Computer scientists at Stony Brook University have developed an algorithm that predicts, with an accuracy reaching 84%, the “success” of a novel. In a paper presented in October at a conference on natural language processing, authors Vikas Ganjigunte, Ashok Song Feng, and Yejin Choi lay out the process by which they analyzed various linguistic characteristics that they found correlated with critical and commercial success (the two are not distinguished in the results). The resulting algorithm was developed from a corpus provided by the online literary archive Project Gutenberg, which contains the full text of some 42,000 books out of copyright.
The researchers then tested their model against a “handful” of more recent works, culled from the lower reaches of the Amazon sales rankings, and were able to “predict,” with a measure of accuracy, the success of these books. Though some outlets, in writing about the study, have noted its amusing identification of Dan Brown’s The Lost Symbol as a less successful book, it was also the only true bestseller the researchers included in their non-Gutenberg set (“because of negative critiques it had attracted from media despite its commercial success”).
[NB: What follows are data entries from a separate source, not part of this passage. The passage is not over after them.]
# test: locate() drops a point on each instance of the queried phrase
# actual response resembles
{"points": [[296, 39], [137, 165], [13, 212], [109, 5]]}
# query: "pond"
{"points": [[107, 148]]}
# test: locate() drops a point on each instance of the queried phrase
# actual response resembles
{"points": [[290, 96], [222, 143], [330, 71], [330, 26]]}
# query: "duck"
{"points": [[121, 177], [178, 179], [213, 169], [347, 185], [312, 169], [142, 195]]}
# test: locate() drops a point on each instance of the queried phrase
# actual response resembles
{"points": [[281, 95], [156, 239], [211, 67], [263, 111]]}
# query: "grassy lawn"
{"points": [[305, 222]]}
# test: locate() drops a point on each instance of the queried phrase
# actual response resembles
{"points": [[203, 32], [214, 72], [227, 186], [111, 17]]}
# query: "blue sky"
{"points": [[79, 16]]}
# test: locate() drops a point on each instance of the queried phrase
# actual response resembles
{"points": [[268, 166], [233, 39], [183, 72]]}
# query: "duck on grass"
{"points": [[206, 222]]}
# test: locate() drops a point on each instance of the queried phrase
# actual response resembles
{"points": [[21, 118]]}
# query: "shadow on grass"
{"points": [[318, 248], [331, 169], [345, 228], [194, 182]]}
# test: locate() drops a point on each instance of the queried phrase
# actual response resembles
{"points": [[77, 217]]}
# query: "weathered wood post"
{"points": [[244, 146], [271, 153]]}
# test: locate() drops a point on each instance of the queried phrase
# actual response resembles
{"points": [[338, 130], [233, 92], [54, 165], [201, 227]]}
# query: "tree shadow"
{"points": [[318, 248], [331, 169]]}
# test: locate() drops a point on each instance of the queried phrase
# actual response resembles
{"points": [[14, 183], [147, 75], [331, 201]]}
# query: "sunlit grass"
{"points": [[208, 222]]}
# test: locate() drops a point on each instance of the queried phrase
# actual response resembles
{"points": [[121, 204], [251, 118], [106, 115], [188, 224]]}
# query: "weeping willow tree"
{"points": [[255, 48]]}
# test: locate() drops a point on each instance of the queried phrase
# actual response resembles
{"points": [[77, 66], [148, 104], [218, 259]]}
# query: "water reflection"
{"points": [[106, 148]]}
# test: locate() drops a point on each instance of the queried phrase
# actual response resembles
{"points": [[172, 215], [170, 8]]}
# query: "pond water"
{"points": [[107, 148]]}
It was joined in this category of algorithmic condemnation by works from Bernard Malamud, William Faulkner, and Philip Roth.
But the study did deliver some intriguing (and some mundane) conclusions about the shared characteristics of bestsellers: “readability” and — paging Jonathan Franzen — literary success are negatively correlated; a glut of “thinking verbs” will correlate more closely with success than “emotional or action verbs”; and nouns and adjectives win out against verbs.